それは、数年前に体験したほんのささいな日常の出来事の一つにすぎないのです。
私にはよくパチンコ屋で会う方がおりました。それほど親しくはないのですが、たまに一緒に食事したりもしていた方です。
その方は、私が買っている金額とは比較にならないほどの勝ち金額を稼いでいました。比較にならないというのは、数倍から数十倍というレベルで、月間でいうなら最低100万以上という金額ではなかったかと記憶しています。

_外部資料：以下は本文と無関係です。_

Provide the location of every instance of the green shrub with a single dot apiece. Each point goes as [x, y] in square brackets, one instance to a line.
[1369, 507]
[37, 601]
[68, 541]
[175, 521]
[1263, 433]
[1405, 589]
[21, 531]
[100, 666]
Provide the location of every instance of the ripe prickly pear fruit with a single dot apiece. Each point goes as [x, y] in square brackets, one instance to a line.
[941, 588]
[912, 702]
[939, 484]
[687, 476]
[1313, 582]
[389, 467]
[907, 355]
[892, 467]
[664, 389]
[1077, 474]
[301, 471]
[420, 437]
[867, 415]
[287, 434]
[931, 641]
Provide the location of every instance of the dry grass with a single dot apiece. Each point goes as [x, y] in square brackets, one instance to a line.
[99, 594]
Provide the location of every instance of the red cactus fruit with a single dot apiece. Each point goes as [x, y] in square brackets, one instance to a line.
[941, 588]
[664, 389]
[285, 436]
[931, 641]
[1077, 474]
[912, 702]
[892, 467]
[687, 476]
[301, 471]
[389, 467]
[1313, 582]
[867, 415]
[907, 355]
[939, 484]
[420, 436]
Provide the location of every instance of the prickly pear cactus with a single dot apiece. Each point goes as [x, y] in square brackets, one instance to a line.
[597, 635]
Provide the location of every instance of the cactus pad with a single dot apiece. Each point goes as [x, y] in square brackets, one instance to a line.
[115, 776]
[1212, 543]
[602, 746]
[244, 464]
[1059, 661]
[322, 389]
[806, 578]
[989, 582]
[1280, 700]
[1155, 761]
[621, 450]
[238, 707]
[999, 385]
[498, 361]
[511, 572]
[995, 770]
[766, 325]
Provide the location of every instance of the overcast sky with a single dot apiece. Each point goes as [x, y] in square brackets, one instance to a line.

このような金額は、個人で稼ぐには尋常な金額ではありません。そうです・・・・彼は違法行為によって稼いでいたのです。
そのやり方は、スロットのいわゆる体感機を使って特定のタイミングでボタンを押して、強制的にボーナスや連荘のフラグを成立させるという方法です。
私はそっちの「ウラ」の世界にはまったく通じていませんでしたし(もちろん今も!)まったく興味はありません。しかし、その当時はやはりうらやましい、という気持ちは持ちました。
ある時、偶然にしてその方の「仕事中」の現場に立ち会うことになりました。私も「仲間」だと思われると、やっかいなことに巻き込まれる怖さがあったので、離れてべつの機種を打っておりました。
すると彼が近くに来てなにごとか会話をしてまた戻っていきました。
ふと気付くと、私のすぐ横に傘が落ちておりました。私は彼が置き忘れたのだろう、と思ってその傘を手にとりました、親切心で彼に渡そうと思ったのです。
そして、打っている彼に気付かせようと、トントン、っと肩を叩いた時・・
彼はまさに恐怖に満ちた表情でふり返ったのです。
おそらく私が店員で、なにかの不正に気が付いて問いただそうと近づいたのだと思ったのでしょう。そして彼の脳裏には、彼に起こるかもしれないあらゆる恐怖の可能性についての想像が頭を駆け巡ったに違いないのです。
その恐怖の表情が今でも時々思い出されます。
不正はその行為そのものではなく、その行為によって生み出される自らの恐怖や罪悪感によってこそ自らを苦しめることになるのだと思います。その表情を見たときに、彼を少しでも羨ましいと思った気持ちはどこかへ吹っ飛んでいきました。
最近は、パチンコ屋での犯罪への対応も厳しくなって、法律的にも窃盗罪を適用するケースが増えてきたと聞いています。窃盗罪を適用されると、びっくりするぐらい重い懲罰が課せられることもあるようです。
ウラの道には身を染めないほうが幸せかもしれませんね・・。彼は今でもあの頃と同じように、いつ訪れるか分からない恐怖と共にあるのでしょうか。